Racket’s semaphores, channels, and other synchronization constructs
work the same with parallel threads as concurrent threads. Even
programs that use lock-free approaches based on compare-and-swap
operation (such as box-cas!) continue to work, since Racket’s
compare-and-swap operations use processor-level primitives.
Still, there are a few concerns:
-
Racket’s coroutine threads offer the guarantee of
sequential consistency, which means that effects in one
thread cannot be seen out-of-order in another thread. Parallel threads
in Racket
expose
the underlying machine’s memory-consistency model, which may allow
reordering of memory effects as observed by other threads. In general,
a weak memory model can be an issue for code not intended for use with
threads, but Racket—
more precisely, Chez Scheme—
always guarantees
the memory safety of such code using memory fences. That is, Racket
code might observe out-of-order writes, but it never observes
ill-formed Racket objects. The fences are not new, and they are part of
the same write barrier that already supports generational garbage
collection and the memory safety of futures. Although
sequential consistency supports lock implementations that don’t work
with weaker memory models, so they would work with coroutine threads
and not parallel threads, we have not found any such
implementations in Racket libraries.
-
Some Racket libraries use atomic mode for concurrency
control. Atomic mode in Racket prevent coroutine thread swaps, and
entering atomic mode is a relatively cheap operation within Racket’s
coroutine scheduler. When a parallel thread enters atomic mode, then
it prevents other coroutine threads from running, but it does
not prevent other parallel threads from running. As long as
atomic mode is used consistently to guard a shared resource, then it
continues to serve that role with parallel threads.

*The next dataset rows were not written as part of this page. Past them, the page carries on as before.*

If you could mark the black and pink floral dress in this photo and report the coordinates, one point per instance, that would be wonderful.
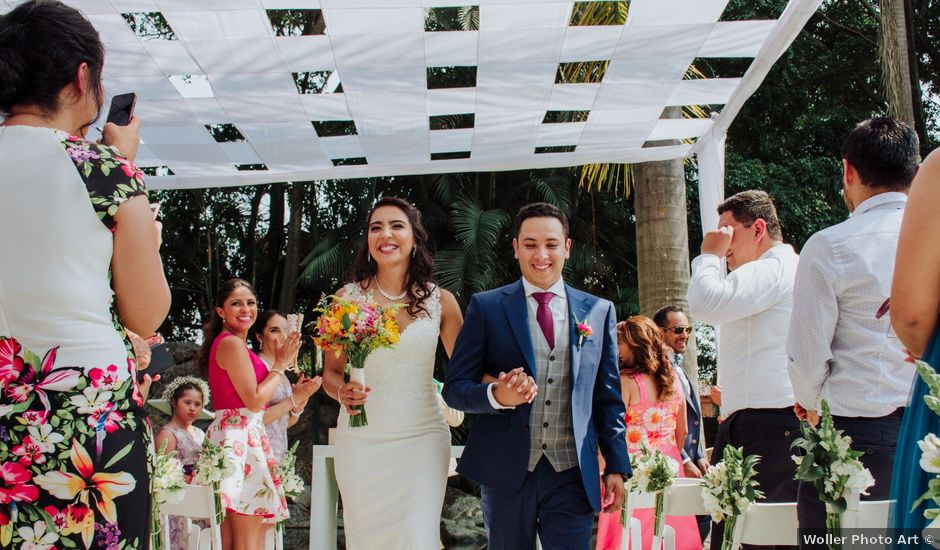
(75, 446)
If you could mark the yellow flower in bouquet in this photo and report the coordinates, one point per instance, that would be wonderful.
(357, 327)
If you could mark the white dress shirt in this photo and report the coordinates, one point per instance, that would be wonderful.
(838, 350)
(752, 305)
(559, 308)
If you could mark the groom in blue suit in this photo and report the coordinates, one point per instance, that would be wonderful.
(537, 462)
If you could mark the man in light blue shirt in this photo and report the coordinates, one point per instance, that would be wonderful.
(840, 350)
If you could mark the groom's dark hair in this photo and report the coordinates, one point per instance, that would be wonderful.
(539, 210)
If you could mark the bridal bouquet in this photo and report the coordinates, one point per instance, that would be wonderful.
(212, 466)
(832, 467)
(356, 327)
(729, 487)
(654, 473)
(168, 484)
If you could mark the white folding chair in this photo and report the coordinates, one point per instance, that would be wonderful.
(684, 498)
(767, 524)
(632, 533)
(198, 503)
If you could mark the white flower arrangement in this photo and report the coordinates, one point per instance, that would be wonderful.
(654, 473)
(830, 464)
(212, 466)
(167, 487)
(729, 487)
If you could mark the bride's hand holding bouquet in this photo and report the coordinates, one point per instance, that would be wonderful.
(355, 327)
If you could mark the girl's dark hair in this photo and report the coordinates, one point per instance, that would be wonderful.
(257, 329)
(650, 357)
(420, 275)
(213, 328)
(178, 392)
(42, 44)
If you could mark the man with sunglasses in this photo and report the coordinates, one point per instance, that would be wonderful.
(752, 305)
(840, 348)
(676, 330)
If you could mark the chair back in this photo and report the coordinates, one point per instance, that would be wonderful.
(198, 503)
(767, 524)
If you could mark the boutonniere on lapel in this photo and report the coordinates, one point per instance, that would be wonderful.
(584, 331)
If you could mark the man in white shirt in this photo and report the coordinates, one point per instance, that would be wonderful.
(752, 305)
(839, 349)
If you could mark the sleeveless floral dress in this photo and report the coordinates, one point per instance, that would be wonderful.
(255, 488)
(651, 423)
(76, 447)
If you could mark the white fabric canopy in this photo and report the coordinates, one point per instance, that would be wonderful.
(225, 65)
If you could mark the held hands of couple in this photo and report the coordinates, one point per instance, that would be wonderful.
(515, 388)
(286, 354)
(613, 492)
(718, 241)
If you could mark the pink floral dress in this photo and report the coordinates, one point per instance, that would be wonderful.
(255, 488)
(75, 445)
(651, 423)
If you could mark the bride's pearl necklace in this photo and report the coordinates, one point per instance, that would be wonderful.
(388, 296)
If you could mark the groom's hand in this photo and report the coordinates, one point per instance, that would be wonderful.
(614, 490)
(514, 388)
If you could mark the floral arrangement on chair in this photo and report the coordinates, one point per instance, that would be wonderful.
(729, 487)
(356, 327)
(212, 466)
(168, 484)
(832, 467)
(654, 473)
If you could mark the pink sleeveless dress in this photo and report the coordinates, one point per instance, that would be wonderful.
(254, 489)
(652, 423)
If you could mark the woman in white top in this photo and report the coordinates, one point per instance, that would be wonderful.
(81, 262)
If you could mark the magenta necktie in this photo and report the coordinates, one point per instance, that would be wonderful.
(544, 316)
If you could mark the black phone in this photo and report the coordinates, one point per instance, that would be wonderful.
(122, 108)
(160, 360)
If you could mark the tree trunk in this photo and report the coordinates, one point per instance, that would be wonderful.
(275, 243)
(292, 248)
(662, 235)
(252, 234)
(895, 67)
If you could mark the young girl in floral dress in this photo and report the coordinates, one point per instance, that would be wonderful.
(655, 418)
(241, 385)
(186, 395)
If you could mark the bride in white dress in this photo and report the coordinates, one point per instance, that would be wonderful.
(392, 473)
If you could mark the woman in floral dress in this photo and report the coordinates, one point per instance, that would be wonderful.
(80, 262)
(655, 419)
(241, 386)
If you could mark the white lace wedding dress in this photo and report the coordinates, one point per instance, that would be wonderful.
(392, 473)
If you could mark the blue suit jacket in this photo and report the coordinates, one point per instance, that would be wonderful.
(693, 417)
(495, 338)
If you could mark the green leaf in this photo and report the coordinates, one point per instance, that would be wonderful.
(120, 454)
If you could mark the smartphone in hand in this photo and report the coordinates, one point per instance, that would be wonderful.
(122, 108)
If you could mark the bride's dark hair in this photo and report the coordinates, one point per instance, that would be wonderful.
(420, 274)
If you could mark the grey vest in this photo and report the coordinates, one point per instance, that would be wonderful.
(551, 430)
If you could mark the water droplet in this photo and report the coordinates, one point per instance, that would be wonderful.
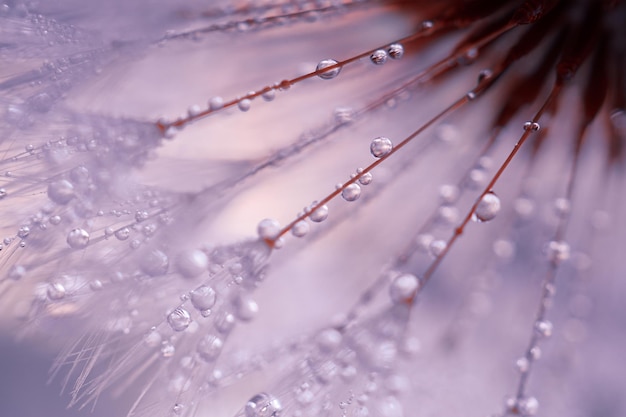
(320, 214)
(328, 74)
(403, 288)
(268, 229)
(543, 328)
(352, 192)
(61, 192)
(380, 147)
(245, 307)
(379, 57)
(300, 229)
(244, 105)
(78, 239)
(192, 263)
(56, 291)
(209, 347)
(122, 234)
(155, 263)
(396, 51)
(203, 298)
(263, 405)
(179, 319)
(488, 207)
(531, 126)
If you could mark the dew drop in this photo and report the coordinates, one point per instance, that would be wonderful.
(179, 319)
(379, 57)
(263, 405)
(352, 192)
(192, 263)
(380, 147)
(487, 208)
(268, 229)
(403, 288)
(203, 298)
(78, 239)
(320, 214)
(330, 73)
(61, 192)
(396, 51)
(209, 347)
(300, 229)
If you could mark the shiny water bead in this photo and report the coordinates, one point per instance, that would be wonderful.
(155, 263)
(122, 234)
(396, 51)
(328, 74)
(437, 247)
(203, 297)
(244, 105)
(268, 229)
(216, 103)
(179, 319)
(56, 291)
(320, 214)
(192, 263)
(300, 229)
(365, 178)
(352, 192)
(488, 207)
(531, 126)
(245, 307)
(543, 328)
(78, 239)
(61, 192)
(403, 288)
(380, 147)
(557, 251)
(263, 405)
(209, 347)
(379, 57)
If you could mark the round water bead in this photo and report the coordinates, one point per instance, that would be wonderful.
(203, 297)
(403, 288)
(192, 263)
(487, 208)
(300, 229)
(78, 239)
(396, 51)
(179, 319)
(320, 214)
(379, 57)
(209, 347)
(330, 73)
(263, 405)
(380, 146)
(61, 192)
(352, 192)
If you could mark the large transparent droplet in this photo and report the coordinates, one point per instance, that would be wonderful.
(78, 239)
(330, 73)
(488, 207)
(263, 405)
(179, 319)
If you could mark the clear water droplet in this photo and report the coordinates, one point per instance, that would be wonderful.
(380, 147)
(78, 239)
(179, 319)
(352, 192)
(488, 207)
(328, 74)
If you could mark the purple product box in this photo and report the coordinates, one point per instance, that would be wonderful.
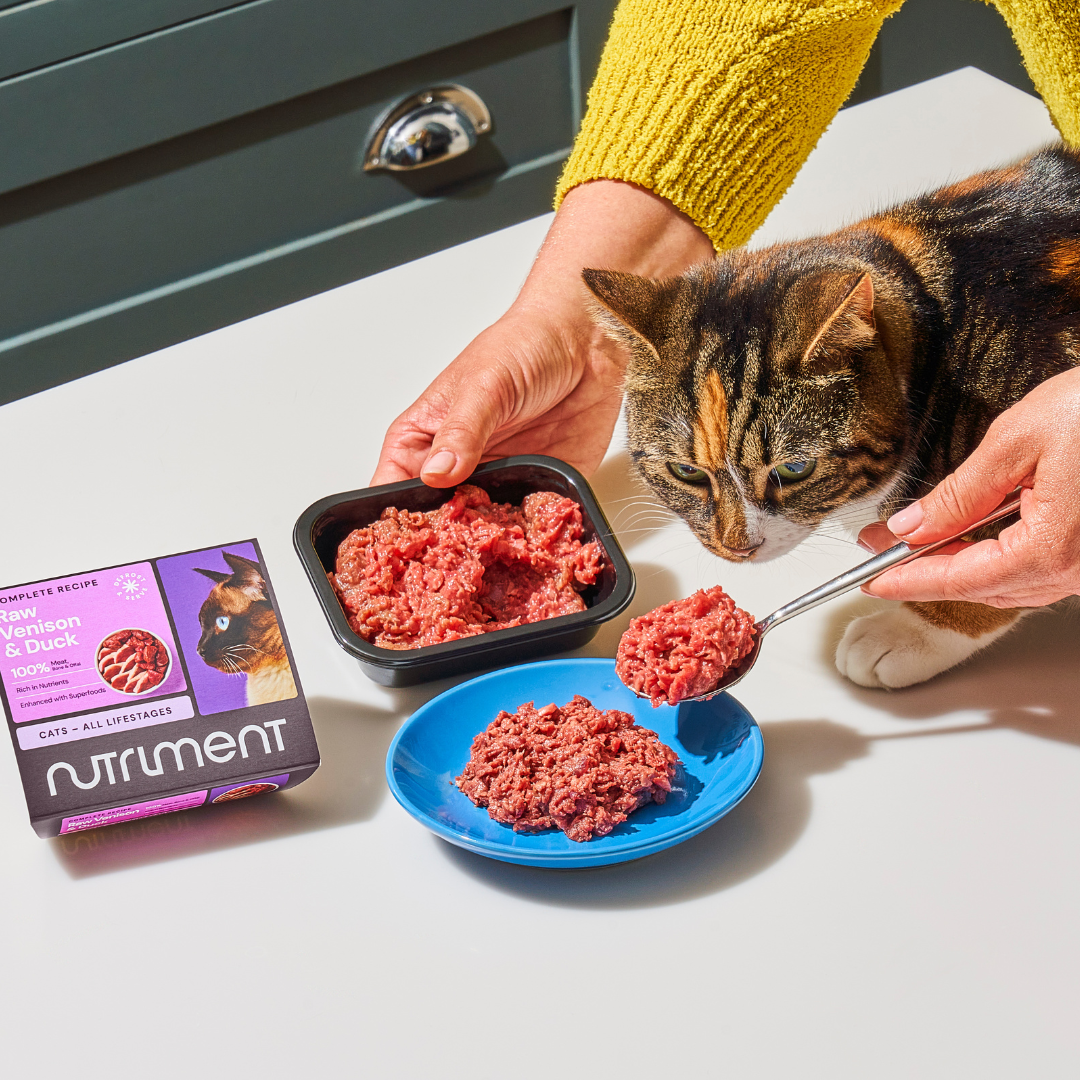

Entering atomic mode is a much more expensive operation in a parallel
thread than in a coroutine thread; in many cases, Racket core
libraries that need finer-grained locking more specifically need to
move away from using atomic mode. Still, making atomic mode
synchronize a parallel thread with coroutine thread provides a
graceful fallback and evolution path.
-
Foreign functions that are called by Racket in a coroutine
threads are effectively atomic operations when there are no parallel
threads, since a coroutine swap cannot take place during the foreign
call. It’s rare that this atomicity implies any kind of lock at the
Racket level, however, and the foreign function itself is either
adapted to operating-system threads or not. Racket can already create
operating systems threads through dynamic-place, and
foreign-function bindings have generally been adapted already to that
possibility.
The greater degree of concurrency enabled by parallelism exposed some
bugs in our existing core libraries that could have been triggered
with coroutine threads, but hadn’t been triggered reliably enough to
detect and repair the bugs before. Beyond those general improvements,
our experience with pre-release Racket is that parallel threads have
not created backward-compatibility problems.